Bölüm 8: O Kişiyi Kaybetmek

Charlotte gözlerini yavaşça açarken, güneş ışığı infüzyon odasının penceresinden içeri süzülüyordu. Zihni yavaş yavaş berraklaşıyordu. Üzerinde yumuşak bir battaniye olduğunu fark etti ve odada sadece serumun damlama sesini duyabiliyordu. Etrafa baktığında, Frederick'in kapıda telefonla konuştuğunu gördü. Sesi alçaktı ama kararlıydı.

Charlotte sessizce onu izledi. Odadaki diğer kadınlar da ona bakıyordu, bakışları oldukça belirgindi.

Frederick başını kaldırıp Charlotte'un uyanık olduğunu gördü. Hızla telefonu kapatıp yanına geldi.

"Uyandın mı? Nasıl hissediyorsun?" diye sordu Frederick, endişeli bir şekilde.

Charlotte, onu izlerken yakalandığı için utandı. "Daha iyiyim, sadece biraz yorgunum."

Frederick başını salladı. "Serum bitince seni eve götüreceğim."

Charlotte, onu rahatsız ettiği için kendini kötü hissetti ama Frederick ısrarcıydı.

Yarım saat sonra hastaneden çıktılar. Frederick, arabanın kapısını açıp Charlotte'u ön koltuğa oturttu. Sürücü tarafına geçti ama arabayı çalıştırmak üzereyken telefonu çaldı. Frederick telefona baktı ve iç çekti, "Daireme uğrayıp bir faks almam gerekiyor. Sonra seni eve götüreceğim."

Charlotte tereddüt etti. Bir kadının bekar bir erkeğin dairesine gitmesinin ne anlama geldiğini biliyordu ama bir şey söylemedi, bu da kabul ettiği anlamına geliyordu.

Yirmi dakika sonra, araba Syeattel'in prime bir bölgesindeki bir apartmanın önünde durdu. Frederick'in dairesi yaklaşık 200 metrekareydi ve lüks bir şekilde dekore edilmişti. Özel mobilyalar ve zarif dekor, sahibinin rafine zevkini ve yüksek statüsünü açıkça yansıtıyordu.

Frederick, Charlotte'a oturma odasındaki kanepeye oturmasını işaret etti ve çalışma odasına gitti. Faksı aldı ve Lucy'ye bazı talimatlar vermek için bir telefon görüşmesi yaptı.

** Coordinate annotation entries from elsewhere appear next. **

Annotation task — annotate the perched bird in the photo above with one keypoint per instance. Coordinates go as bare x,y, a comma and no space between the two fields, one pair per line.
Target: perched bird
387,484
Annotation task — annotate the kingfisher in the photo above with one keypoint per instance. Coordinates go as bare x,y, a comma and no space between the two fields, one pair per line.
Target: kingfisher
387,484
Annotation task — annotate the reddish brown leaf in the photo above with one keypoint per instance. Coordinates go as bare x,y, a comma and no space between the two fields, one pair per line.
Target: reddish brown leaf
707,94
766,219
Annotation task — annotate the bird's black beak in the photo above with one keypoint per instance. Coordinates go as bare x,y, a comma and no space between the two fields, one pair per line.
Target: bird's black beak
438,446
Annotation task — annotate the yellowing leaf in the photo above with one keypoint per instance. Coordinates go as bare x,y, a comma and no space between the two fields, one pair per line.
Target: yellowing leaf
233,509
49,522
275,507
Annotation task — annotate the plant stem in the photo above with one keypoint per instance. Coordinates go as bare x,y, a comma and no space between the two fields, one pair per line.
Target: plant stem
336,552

İşini bitirdikten sonra, Frederick Charlotte'u eve götürmek üzereyken telefonu yine çaldı. Benzersiz zil sesini duyunca ifadesi hafifçe değişti. Uzun bir an sonra telefonu kapattı. Karşı taraf geri aramadı, oldukça gururlu görünüyordu.

Frederick'in morali bozuldu. Bardan bir şişe sert içki aldı. İki kadeh içtikten sonra, boydan boya pencereden dışarıya sessizce bakarak durdu.

Charlotte, dışarıda beklerken, önce faks makinesinin sesini duydu, ama Frederick'in telefonu çaldıktan sonra ses kesildi. Endişelenerek çalışma odasının kapısını nazikçe itti.

Frederick sırtını ona dönmüştü. Charlotte yüzünü göremiyordu ama silueti yalnızlıkla doluydu. İçgüdüleri, Frederick'in kalbinde birinin olduğunu ve onu düşündüğünü söylüyordu.

Onu rahatsız etmek istemedi ve sessizce çıkmaya çalıştı.

"Dur!" Frederick'in hafifçe kısık sesi arkasından geldi.

Charlotte dondu, sonra kendini nazikçe kucaklanmış hissetti.

Bugün, Charlotte bol bir elbise giymişti, köprücük kemiği hem zarif hem de seksi görünüyordu. Frederick'in bakışları ısındı ve hafifçe ince boynunu öptü, sıcak nefesi kulağında hissediliyordu. Elbisesinin fermuarını yavaşça açtı, askılar kayarak tenini ve zarif iç çamaşırını ortaya çıkardı.

Eli içgüdüsel olarak göğsünü kavradı, nazikçe yoğuruyor, vücudunun titrediğini hissediyordu.

Charlotte'un zihninde bir ses, Frederick'in duygularının dengesiz olduğunu ve birlikte uyusalar bile sonrasında bunu kabul etmeyebileceğini söylüyordu. Ama uzuvları zayıftı ve Frederick'in tutkusuna direnemiyordu.

Lüks dairenin boydan boya penceresi önünde, Charlotte'un ince bilekleri yukarı kaldırılmıştı ve camın üzerine sıkıca bastırılmıştı. Kıyafetlerini çıkardı, ışık altında parlayan teni baştan çıkarıcı bir şekilde parlıyordu.